Washington, DC, July 16, 2007 — Hands Off The Internet, the nationwide coalition supporting growth of the Internet for the benefit of consumers, today made a filing with the FCC showing how proponents of so-called Net Neutrality regulation – including especially Internet giant Google — have failed to provide any concrete reasons why such regulation is needed. The filing came in response to FCC filings by Google and others in the late Spring in which they called for formal regulation of the Internet by the FCC.
The Hands Off submission – which you can read here (pdf) - explains that, despite the overheated claims by Google that new regulations are needed, there is no current or likely market condition that they can point to justifying new regulations by the Commission. Specifically, as Hands Off points out, Google and its allies cannot show any content discrimination or service degradation to warrant intervention by the government. The filing also highlights how regulation of the sort sought by Google has the potential to thwart Internet growth and make consumer access unfairly expensive.
Hands Off co-chairs Mike McCurry and Christopher Wolf, a partner at the law firm of Proskauer Rose LLP (author of the FCC filings for the coalition), called the pro-net neutrality demands “all style and no substance”.
In the opening summary of the FCC submission, Hands Off explains that:
[i]n contrast to the reasoned submissions of those against net neutrality regulation, proponents of net neutrality regulation have failed to identify a single consumer harm the Commission needs to address through the adoption of a new regulatory regime. Instead, these proponents rely, as they have now for several years, on conjecture, speculation and hypocritical assertions to suggest that the marketplace, notwithstanding the extraordinary success and continued growth of the Internet, must now be regulated in order to ensure consumers will be protected from non-existent harms.

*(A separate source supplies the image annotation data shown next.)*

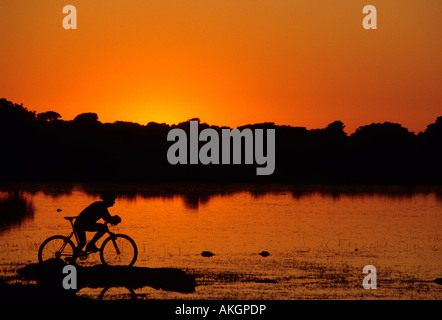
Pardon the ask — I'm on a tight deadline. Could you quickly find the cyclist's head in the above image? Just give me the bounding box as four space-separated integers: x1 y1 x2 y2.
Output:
100 191 117 207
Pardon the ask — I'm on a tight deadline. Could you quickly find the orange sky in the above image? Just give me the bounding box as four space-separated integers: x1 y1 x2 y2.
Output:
0 0 442 132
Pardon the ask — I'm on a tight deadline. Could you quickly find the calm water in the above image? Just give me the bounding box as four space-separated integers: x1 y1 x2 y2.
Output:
0 185 442 299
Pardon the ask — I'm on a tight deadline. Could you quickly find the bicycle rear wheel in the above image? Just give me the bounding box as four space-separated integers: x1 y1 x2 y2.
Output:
100 234 138 267
38 235 75 263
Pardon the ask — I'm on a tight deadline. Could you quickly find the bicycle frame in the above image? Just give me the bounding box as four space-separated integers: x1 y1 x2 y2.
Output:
64 219 120 255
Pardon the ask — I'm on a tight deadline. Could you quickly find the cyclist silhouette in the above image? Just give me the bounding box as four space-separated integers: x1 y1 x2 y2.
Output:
74 192 121 252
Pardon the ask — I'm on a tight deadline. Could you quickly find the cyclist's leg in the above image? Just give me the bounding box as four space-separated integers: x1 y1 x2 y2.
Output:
86 223 107 250
75 229 86 252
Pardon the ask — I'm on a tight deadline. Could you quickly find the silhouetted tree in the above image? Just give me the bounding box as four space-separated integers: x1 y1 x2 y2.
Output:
37 111 61 121
74 112 98 123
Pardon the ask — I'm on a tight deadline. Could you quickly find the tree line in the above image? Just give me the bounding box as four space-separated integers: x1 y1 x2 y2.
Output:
0 99 442 185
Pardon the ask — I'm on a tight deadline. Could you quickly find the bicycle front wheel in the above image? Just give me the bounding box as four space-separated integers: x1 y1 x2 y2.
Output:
100 234 138 267
38 236 75 263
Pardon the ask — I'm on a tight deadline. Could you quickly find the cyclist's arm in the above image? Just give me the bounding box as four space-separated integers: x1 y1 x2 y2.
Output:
101 208 112 223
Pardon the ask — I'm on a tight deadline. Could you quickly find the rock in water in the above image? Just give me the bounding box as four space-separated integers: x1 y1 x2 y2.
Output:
258 251 270 257
201 251 215 258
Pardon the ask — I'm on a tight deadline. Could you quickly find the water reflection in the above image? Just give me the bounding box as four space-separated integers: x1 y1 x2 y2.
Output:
0 190 34 233
0 183 442 212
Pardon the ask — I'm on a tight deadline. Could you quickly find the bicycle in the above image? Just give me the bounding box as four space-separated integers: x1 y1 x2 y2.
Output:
38 217 138 267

The Hands Off filing also cites extensively to a Federal Trade Commission staff report issued after the initial filings at the FCC by Google and others, in which the FTC finds net neutrality to be a “non-issue” given that competition in the broadband market is increasing, and that the hypothetical concerns raised by neutrality supporters can be addressed by existing laws.
Hands Off has emphasized the importance of providing consumers, at a reasonable cost, with robust networks that can handle the massive increase in data traffic that has occurred due in large part to video applications. The coalition’s FCC filings show how net neutrality will get in the way of the next generation Internet, and will shift the cost burden unfairly to consumers. “Google’s call for federal regulation of the Internet with no facts to back up its demand, seems designed only to benefit Google and not consumers”, said Hands Off co-chairs McCurry and Wolf.
The Hands Off the Internet coalition is a Washington, DC-based coalition of companies and nonprofit organizations that believes the Internet has flourished because government has not tried to regulate it. Members include Alcatel-Lucent, AT&T, 3M, the National Association of Manufacturers, FiberControl, and Cinergy Communications. Nonprofit members include Citizens Against Government Waste, the American Conservative Union and the National Black Chamber of Commerce.